Born in Vietnam in 1952, Trinh T. Minh-ha is a writer, theorist, composer and filmmaker whose practice is positioned within the fields of feminist and postcolonial studies. After leaving Vietnam during the country’s war in 1970 at the age of 17, Trinh T. Minh-ha studied music composition, French literature and ethnomusicology at the University of Illinois. After completing an exchange year at Sorbonne Paris-IV and later her PhD dissertation, Trinh T. Minh-ha then went on to teach in Dakar in Senegal for three years. It was there Trinh T. Minh-ha created her first 16mm film, Reassemblage (1982), which documents the lives of women in rural Senegal in a manner that she famously described as ‘speaking nearby’ rather than ‘speaking about’ the subjects she portrays.
Trinh T. Minh-ha’s films evade categorisation, existing as ‘boundary events’—in a zone between labels, or where labels might form only to dissolve. Her 1992 film Shoot For The Contents is another example of this. The film presents a multi-layered enquiry into the shifting culture and politics of China post-1989, which takes as its starting point a statement made by Chairman Mao Zhedong in 1956, ‘Let a hundred flowers blossom and a hundred schools of thought contend’, and enters a complex and poetic exploration into questions of power and change, politics and culture against the backdrop of the Tiananmen Square crackdown in 1989. Infusing popular songs and classical music, as well as intimate footage of various subjects and stylised interviews—the film confounds viewers who seek a traditional, informative documentary format and offers instead an insight into the creative processes of filmmaking.
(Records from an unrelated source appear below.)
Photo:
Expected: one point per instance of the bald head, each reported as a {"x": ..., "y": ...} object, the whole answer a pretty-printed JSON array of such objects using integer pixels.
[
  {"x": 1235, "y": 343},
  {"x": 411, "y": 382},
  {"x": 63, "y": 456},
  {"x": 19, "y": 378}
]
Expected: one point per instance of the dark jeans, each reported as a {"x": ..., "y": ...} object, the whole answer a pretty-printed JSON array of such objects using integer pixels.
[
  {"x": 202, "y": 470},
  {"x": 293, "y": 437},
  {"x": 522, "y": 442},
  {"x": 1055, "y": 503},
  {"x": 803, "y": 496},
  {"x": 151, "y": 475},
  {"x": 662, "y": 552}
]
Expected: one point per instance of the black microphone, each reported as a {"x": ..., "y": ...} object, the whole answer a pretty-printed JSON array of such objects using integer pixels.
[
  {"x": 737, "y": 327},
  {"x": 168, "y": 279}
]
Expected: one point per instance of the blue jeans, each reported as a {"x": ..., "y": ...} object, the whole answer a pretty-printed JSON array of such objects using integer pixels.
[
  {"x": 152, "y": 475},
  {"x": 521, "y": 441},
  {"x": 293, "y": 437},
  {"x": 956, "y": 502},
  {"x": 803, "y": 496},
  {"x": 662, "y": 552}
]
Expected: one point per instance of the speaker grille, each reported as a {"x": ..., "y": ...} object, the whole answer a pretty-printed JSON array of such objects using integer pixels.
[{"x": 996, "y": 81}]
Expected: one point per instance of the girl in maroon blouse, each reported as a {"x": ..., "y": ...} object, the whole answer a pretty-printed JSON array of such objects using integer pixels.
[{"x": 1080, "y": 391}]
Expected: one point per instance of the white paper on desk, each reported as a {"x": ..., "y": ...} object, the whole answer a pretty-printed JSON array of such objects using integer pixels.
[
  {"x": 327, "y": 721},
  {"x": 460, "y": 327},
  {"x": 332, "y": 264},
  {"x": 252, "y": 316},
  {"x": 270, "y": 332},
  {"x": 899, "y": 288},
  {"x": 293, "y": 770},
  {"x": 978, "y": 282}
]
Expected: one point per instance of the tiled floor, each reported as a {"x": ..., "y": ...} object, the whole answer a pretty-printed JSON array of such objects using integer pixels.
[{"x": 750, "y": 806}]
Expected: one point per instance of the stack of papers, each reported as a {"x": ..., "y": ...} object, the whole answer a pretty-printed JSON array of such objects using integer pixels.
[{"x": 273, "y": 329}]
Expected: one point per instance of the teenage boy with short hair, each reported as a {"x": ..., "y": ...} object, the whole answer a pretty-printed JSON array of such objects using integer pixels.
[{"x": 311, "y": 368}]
Trinh T. Minh-ha has orchestrated a number of cinematic encounters with cultures from all around the world—including China, Vietnam, and Japan—and has created a number of works in the digital format since her 2002 film The Fourth Dimension. In this film, Trinh T. Minh-ha turns her lens to Japan, examining the country’s culture through its art and social rituals, providing once more a multi-layered dimension in which to consider the effect of video on image-making, as well as the use and passage of time in the moving image, and the act of ‘seeing’. Her films have been given over 50 retrospectives in the US, the UK, Brazil, Canada, Italy, Korea, Spain, the Netherlands, Slovenia, France, Germany, Switzerland, Austria, Japan, India, Taiwan, Hong Kong, Jerusalem, and were exhibited at documenta 11 (2002) in Germany.
Examples of Trinh T. Minh-ha’s extensive writing are En miniscules, a book of poems published by Edition Le Meridien in 1987; When the Moon Waxes Red. Representation, gender and cultural politics, published by Routledge in 1991 and more recently, Elsewhere, Within Here, Immigration, Refugeeism and the Boundary Event published in 2010 by Routledge. She has lectured extensively throughout her career—in the States, as well as in Europe, Asia, Australia and New Zealand—on film, art, feminism, and cultural politics, and is Professor of Gender & Women’s Studies and of Rhetoric at the University of California, Berkeley.